Another notable translation for the same queen is the _Espelho de Christina_ (1518),[204] from the French of Christine de Pisan: _Livre des trois vertus pour l’enseignement des princesses_ (1497). The Portuguese manuscript, translated from the French manuscript nearly half a century before the latter appeared in print,[205] was published at the bidding of Queen Lianor (wife of João II), who so keenly encouraged Portuguese art, language, and literature. Her squire Valentim Fernandez’ version of Marco Polo, _Marco Paulo_, was published at Lisbon in 1502. The _Espelho de Prefeyçam_ (1533) was translated from the Latin by the Canons of Santa Cruz, Coimbra, and edited by Bras de Barros (_c._ 1500-59), Bishop of Leiria and cousin of the historian João de Barros. A Portuguese version of a scriptural work entitled _Sacramental_, originally written in Spanish by Clemente Sanchez de Vercial, was published apparently in 1488 (it would thus be one of the earliest books printed in Portugal), and was reprinted at Lisbon in 1502.

FOOTNOTES:

[162] Lopez himself was probably of humble birth. It appears from a document presented by Dr. Pedro de Azevedo at a meeting of the _Sociedade Portuguesa de Estudos Historicos_ in July 1916 that his wife’s niece was married to a shoe-maker.

[163] Zurara, _Cron. D. Joam_, cap. 2.

[164] i.e. eighty-nine years before the first English translation of Froissart was published. Needless to say, no English translation of Lopez exists.

[165] A facsimile of a page of this lengthy document is given in Snr. Braamcamp Freire’s excellent edition of the _Primeira Parte da Crónica de D. Joam I_ (1915).

[166] See A. Braamcamp Freire, ibid., pp. xl-xlii.

[167] _Fez todas as chronicas dos Reis té seu tempo, começando do Conde dom Henrique, como prova Damião de Goes_ (Gaspar Estaço, _Varias Antigvidades de Portugal_ (1625), cap. 21, § 1); cf. Goes, _Cron. de D. Manuel_, iv. 38.

[168] _Nosso desejo foi em esta obra escrever verdade--nuamente--a nua verdade_ (_Cr. D. Joam_, _Prologo_).

[169] Zurara, _Cr. D. Joam_, cap. 2. Cf. Lopez’ preface to his _Cr. D. Joam_: _Oo com quamto cuidado e diligemçia vimos gramdes vollumes de livros, de desvairadas linguageẽs e terras; e isso meesmo pubricas escprituras de muitos cartarios e outros logares nas quaaes depois de longas vegilias e gramdes trabalhos mais çertidom aver nom podemos da contheuda em esta obra_ (1915 ed., p. 2).

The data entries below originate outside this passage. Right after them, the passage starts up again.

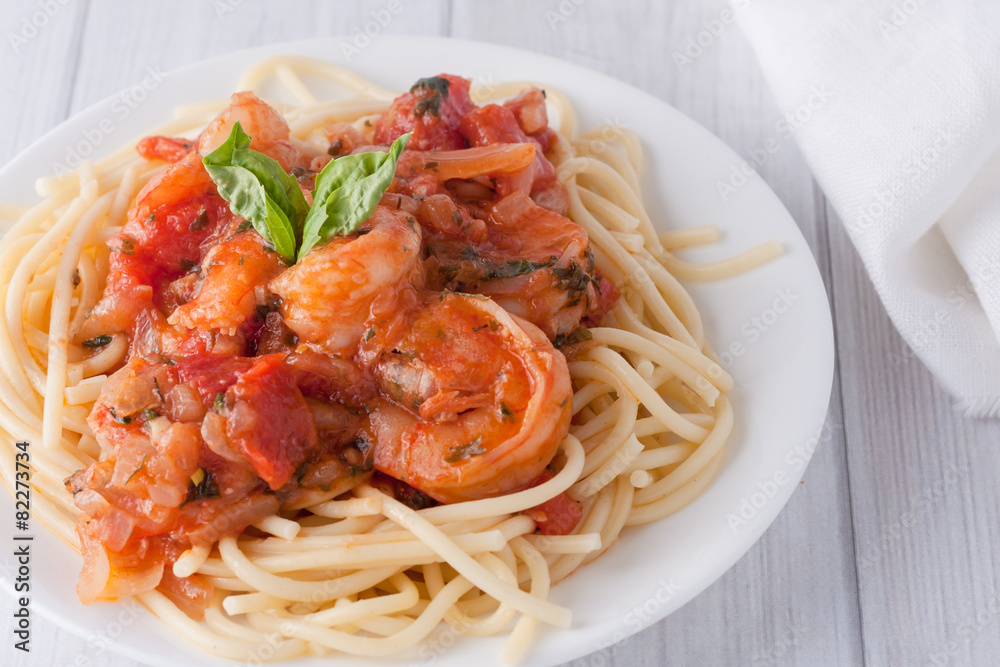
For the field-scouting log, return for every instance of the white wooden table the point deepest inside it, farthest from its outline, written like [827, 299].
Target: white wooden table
[884, 556]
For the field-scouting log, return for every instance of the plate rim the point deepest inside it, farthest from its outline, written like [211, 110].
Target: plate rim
[763, 519]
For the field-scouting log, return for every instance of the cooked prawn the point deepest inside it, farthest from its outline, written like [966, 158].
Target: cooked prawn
[532, 261]
[329, 296]
[235, 270]
[479, 401]
[267, 128]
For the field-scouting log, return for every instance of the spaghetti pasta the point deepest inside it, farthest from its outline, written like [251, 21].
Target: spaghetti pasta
[359, 572]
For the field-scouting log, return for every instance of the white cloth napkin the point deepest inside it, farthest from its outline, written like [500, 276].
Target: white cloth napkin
[904, 141]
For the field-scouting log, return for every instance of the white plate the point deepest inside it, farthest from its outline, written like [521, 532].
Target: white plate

[170] Usually he does this without naming the offender, but he refutes the _razões_ of Martim Afonso de Mello, a person well known at the Court of King João I and author of a technical book on the art of war, _Da Guerra_ (see Zurara, _Cr. D. Joam_, cap. 99). Mello refused the governorship of captured Ceuta in 1415. A work on a similar subject, _Tratado da Milicia_, is ascribed to Zurara’s friend and patron. King Afonso V (Barbosa Machado, i. 19).

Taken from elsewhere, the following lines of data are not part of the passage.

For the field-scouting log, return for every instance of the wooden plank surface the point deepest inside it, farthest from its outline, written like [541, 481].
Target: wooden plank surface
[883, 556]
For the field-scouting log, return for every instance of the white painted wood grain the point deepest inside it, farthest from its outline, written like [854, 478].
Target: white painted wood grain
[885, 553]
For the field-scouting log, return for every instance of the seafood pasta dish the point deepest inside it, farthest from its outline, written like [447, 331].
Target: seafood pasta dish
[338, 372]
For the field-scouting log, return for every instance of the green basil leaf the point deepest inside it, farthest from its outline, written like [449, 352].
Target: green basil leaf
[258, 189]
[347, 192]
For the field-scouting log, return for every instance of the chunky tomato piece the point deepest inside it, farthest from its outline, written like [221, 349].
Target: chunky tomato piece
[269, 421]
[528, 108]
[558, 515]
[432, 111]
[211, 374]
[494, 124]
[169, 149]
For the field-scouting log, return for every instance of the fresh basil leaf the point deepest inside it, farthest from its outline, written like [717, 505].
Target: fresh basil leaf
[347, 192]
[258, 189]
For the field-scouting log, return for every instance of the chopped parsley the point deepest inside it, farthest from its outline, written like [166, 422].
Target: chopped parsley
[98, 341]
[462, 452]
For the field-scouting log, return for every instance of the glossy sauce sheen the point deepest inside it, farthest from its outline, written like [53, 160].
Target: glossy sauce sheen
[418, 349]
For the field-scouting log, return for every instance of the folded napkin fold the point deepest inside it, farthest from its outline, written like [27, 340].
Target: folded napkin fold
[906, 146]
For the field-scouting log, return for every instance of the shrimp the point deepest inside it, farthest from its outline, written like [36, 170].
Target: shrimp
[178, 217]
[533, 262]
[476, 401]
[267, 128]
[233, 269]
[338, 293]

[171] _Cr. del Rei D. Fern._, cap. 2: _a ordenança de nossa obra_; _Cr. D. Joam_, 1915 ed., p. 51: _Certo he que quaaesquer estorias muito melhor se entemdem e nembram se som perfeitamente e hem hordenadas_; _Cr. del Rei D. Fern._, cap. 139: _guardando a regra do philosopho_ [of cause and effect].

[172] _Antología_, iv, p. xx: _Nada hay semejante en las literaturas extranjeras antes de fin del siglo xv._ The words apply more accurately to Fernam Lopez.

[173] _Leixados os compostos e afeitados razoamentos_ (_Cr. D. Joam_, _Prologo_).

[174] The references in cap. 76 and 80 to events of 1451 and 1461 are evidently later additions.

[175] Cf. _Cr. do Cond._, cap. 14 and 15, with _Cr. del Rei Fern._, cap. 166.

[176] A. Braamcamp Freire, _Cr. de D. Joam_ (1915), _Introdução_, p. xxi.

[177] By Matheus de Pisano (whom some have considered the son of Christine de Pisan). He wrote in Latin: _De Bello Septensi_ (_Ined. de Hist. Port._, vol. i, 1790), Portuguese tr. Roberto Correia Pinto: _Livro da Guerra de Ceuta_ (1916).

[178] _Não seja porem algum de tam simples conhecimento que presuma que este é o teor propria_, &c. (cap. 95).

[179] But he can also be picturesque in expressing time (like Lopez, who for ‘early morning’ says, ‘at the time when people were coming from Mass’), e.g. _Cr. D. Joam_, cap. 102 _ad fin._: Ceuta had been captured so swiftly that ‘many had left the corn of their fields stored in their granaries and returned in time for the vintage’. The whole description of the expedition against Ceuta and the attack and sack of the city are extremely clear.

[180] Cf. Goes, _Cr. D. Manuel_: _escrevia com razoamentos prolixos e cheos de metaforicas figuras que no estilo historico não tem lugar_; _Cr. do Princ. D. Joam_, cap. 17: _com a superflua abundancia e copia de palavras poeticas e metaforicas que usou em todalas cousas que screveo_. His style is less involved than is often said. Some of his sentences may contain as many as 500 words and yet be perfectly plain and straightforward, whereas Mallarmé could be obscure in five words.

[181] Cf. cap. 2: _Oo tu principe pouco menos que devinal!_ and _Tua gloria, teus louvores, tua fama enchem assi as minhas orelhas e ocupam a minha vista que nom sei a qual parte acuda primeiro._ This chronicle has the same plethora of learned quotations.